Ethnic differences in the severity and clinical management of type 2 diabetes at time of diagnosis: A cohort study in the UK Clinical Practice Research Datalink

• Published in: Diabetes research and clinical practice Vol. 160; p. 108006
• Main Authors: Mathur, R., Palla, L., Farmer, R.E., Chaturvedi, N., Smeeth, L.
• Format: Journal Article
• Language: English
• Published: Ireland Elsevier B.V 01.02.2020; Elsevier Scientific Publishers
• Subjects: Asian People; Cohort Studies; Diabetes Mellitus, Type 2 - ethnology; Epidemiology; Ethnicity; Ethnicity - statistics & numerical data; Female; Humans; Hypoglycemic Agents - pharmacology; Hypoglycemic Agents - therapeutic use; Inequalities; Male; Middle Aged; Prevalence; Primary care; Risk Assessment; Risk Factors; Treatment; Type 2 diabetes; United Kingdom; United Kingdom; Type 2 diabetes; Ethnicity; Treatment; Epidemiology; Primary care; Inequalities
• ISSN: 0168-8227; 1872-8227
• DOI: 10.1016/j.diabres.2020.108006

•Non-white groups had better or equivalent capture of risk factors prior to diagnosis compared to white groups.•Risk factor levels at diagnosis were more favourable for south Asian and Black groups.•Initiation of diabetes therapy was faster for non-white groups relative to white groups.•Downstream inequalities in type 2 diabetes do not appear to stem from inequalities in initial diagnosis. To characterize ethnic differences in the severity and clinical management of type 2 diabetes at initial diagnosis. An observational cohort study of 179,886 people with incident type 2 diabetes between 2004 and 2017 in the Clinical Practice Research Datalink was undertaken; 63.4% of the cohort were of white ethnicity, 3.9% south Asian, and 1.6% black. Ethnic differences in clinical profile at diagnosis, consultation rates, and risk factor recording were derived from linear and logistic regression. Cox-proportional hazards regression was used to determine ethnic differences in time to initiation of therapeutic and non-therapeutic management following diagnosis. All analyses adjusted for age, sex, deprivation, and clustering by practice. In the 12 months prior to diagnosis, non-white groups had fewer consultations compared to white groups, but risk factor recording was better than or equivalent to white groups for 9/10 risk factors for south Asian groups and 8/10 risk factors for black groups (p < 0.002).
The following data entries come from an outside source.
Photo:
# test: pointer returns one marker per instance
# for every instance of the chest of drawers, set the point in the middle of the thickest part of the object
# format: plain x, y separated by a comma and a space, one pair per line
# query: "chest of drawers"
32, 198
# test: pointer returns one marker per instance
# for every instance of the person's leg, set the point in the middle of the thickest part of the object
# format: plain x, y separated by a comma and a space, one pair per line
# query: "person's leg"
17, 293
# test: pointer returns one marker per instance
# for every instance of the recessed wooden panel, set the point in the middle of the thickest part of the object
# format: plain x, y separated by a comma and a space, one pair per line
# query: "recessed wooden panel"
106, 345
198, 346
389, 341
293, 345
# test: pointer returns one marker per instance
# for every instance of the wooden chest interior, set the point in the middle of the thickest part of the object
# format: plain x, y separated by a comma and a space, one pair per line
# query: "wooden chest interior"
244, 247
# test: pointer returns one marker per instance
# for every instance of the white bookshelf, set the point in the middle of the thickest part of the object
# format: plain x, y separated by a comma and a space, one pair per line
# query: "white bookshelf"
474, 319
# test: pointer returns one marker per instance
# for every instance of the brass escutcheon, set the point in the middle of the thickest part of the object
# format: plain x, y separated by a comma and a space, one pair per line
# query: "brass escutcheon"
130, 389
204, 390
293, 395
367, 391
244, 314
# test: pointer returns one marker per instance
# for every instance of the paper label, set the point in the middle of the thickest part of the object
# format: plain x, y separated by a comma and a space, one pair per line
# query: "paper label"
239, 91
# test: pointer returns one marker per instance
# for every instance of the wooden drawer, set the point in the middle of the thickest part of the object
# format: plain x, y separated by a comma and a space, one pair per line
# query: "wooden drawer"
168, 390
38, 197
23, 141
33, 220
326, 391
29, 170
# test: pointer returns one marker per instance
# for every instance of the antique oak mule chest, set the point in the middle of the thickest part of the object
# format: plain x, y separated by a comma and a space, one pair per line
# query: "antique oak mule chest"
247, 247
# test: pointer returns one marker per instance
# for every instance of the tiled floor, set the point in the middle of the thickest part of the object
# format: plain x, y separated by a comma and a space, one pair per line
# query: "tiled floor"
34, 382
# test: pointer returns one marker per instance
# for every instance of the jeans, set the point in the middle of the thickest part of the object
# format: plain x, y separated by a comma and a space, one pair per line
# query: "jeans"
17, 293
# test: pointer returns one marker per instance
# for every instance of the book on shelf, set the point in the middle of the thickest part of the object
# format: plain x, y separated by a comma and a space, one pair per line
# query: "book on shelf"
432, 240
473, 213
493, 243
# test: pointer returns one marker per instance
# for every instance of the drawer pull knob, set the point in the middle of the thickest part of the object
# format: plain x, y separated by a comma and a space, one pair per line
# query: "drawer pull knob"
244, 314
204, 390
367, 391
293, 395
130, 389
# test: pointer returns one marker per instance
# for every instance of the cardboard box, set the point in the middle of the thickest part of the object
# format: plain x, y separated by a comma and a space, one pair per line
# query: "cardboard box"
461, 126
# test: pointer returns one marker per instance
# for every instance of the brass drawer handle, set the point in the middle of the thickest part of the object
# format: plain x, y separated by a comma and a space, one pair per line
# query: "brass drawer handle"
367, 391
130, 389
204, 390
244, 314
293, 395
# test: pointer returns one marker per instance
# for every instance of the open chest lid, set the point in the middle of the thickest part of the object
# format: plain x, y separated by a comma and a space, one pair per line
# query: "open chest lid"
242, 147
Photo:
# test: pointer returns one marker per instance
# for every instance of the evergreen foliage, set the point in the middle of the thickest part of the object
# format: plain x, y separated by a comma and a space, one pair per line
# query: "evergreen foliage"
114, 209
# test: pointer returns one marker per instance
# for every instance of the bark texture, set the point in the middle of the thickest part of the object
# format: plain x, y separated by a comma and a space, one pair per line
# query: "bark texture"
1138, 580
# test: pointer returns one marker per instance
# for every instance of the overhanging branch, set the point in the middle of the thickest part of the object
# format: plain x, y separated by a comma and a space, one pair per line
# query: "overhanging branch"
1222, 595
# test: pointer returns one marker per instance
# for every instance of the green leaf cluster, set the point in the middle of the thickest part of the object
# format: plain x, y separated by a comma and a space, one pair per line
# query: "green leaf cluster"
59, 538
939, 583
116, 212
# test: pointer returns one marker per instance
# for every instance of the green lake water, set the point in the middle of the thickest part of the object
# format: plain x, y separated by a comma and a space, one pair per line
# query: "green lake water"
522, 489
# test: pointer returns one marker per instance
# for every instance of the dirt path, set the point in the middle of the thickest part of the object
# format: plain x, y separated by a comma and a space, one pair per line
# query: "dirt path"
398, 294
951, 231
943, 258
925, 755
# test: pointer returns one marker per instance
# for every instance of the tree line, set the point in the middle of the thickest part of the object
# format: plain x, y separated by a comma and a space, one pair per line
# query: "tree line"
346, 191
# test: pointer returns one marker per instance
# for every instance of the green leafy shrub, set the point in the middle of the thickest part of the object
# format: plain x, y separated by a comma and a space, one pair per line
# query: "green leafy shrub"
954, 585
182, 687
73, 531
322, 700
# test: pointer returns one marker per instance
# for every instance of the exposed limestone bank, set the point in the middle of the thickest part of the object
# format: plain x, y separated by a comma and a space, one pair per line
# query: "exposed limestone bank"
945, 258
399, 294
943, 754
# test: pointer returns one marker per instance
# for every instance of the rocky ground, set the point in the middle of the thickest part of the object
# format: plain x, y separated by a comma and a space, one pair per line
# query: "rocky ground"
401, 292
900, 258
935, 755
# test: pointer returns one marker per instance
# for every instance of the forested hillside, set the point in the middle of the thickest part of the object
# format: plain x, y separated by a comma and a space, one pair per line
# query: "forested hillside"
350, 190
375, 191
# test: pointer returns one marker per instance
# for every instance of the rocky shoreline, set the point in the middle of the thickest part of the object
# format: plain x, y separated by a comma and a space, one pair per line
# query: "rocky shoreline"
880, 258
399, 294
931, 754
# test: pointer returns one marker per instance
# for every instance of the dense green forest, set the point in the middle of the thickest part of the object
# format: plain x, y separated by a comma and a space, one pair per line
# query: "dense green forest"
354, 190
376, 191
Blood pressure, BMI, cholesterol, eGFR, and CVD risk levels were more favourable in non-white groups, and prevalence of macrovascular disease was significantly lower (p < 0.003). Time to initiation of antidiabetic treatment and first risk assessment was faster in non-white groups relative to white groups, while time to risk factor measurement and diabetes review was slower. We find limited evidence of systematic ethnic inequalities around the time of type 2 diabetes diagnosis. Ethnic disparities in downstream consequences may relate to genetic risk factors, or manifest later in the care pathway, potentially in relation to long-term risk factor control.